Roland searches Mort’s mind and finds that it is he who pushed the brick from the abandoned building that struck young Odetta Holmes, fracturing her skull and her mind. He also learns that, coincidently, 20 years later, it is he who pushes her off the subway platform.

Roland acts to end Jack Mort’s life and return to his world. The death of Jack Mort allows Odetta/Detta who is about to kill Eddie, to become one whole person who takes a new name of Susannah.

The book ends as they prepare to resume their journey with their ka-tet half complete.

This second book of the series really expanded upon the budding plot and character in the first book. We don’t get any more of Roland’s backstory, but we come to know Roland better through his thoughts and deeds. Roland is not especially gifted with insight, nor his he particularly introspective. He is decisive and thinks well on his feet.

The book delivers two new interesting and well developed characters. Eddie is a flawed hero and despite his best efforts, those flaws often show. But Roland senses something noble in his character. Eddie frequently gives voice to his worst thoughts, but acts with best intentions. Eddie’s backstory demonstrates how he set himself on a path of self destruction because of the love of his brother.

Susannah’s development is yet to come. She is Detta through most of the book, but we get a large dose of Odetta’s backstory and how she co-existed with the demon-like Detta in her head.

The Gunslinger was written early in King’s career when he had not yet developed his full potential as a writer. When The Drawing of the Three was written, King was on top of his game and this book, standing alone, ranks as one of his best works.

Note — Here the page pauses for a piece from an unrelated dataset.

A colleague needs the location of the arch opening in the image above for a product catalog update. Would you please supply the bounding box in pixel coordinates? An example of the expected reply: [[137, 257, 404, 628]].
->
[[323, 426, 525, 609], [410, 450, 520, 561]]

King is parsing his story carefully. The first book served to define the quest. The second book was dedicated to introducing and developing new characters to accompany Roland on his quest. But his ka-tet is not complete. It is still short by two, and those two will join Roland, Eddie, and Susannah in book three of the series, The Wastelands which is the first step on the journey toward the Dark Tower.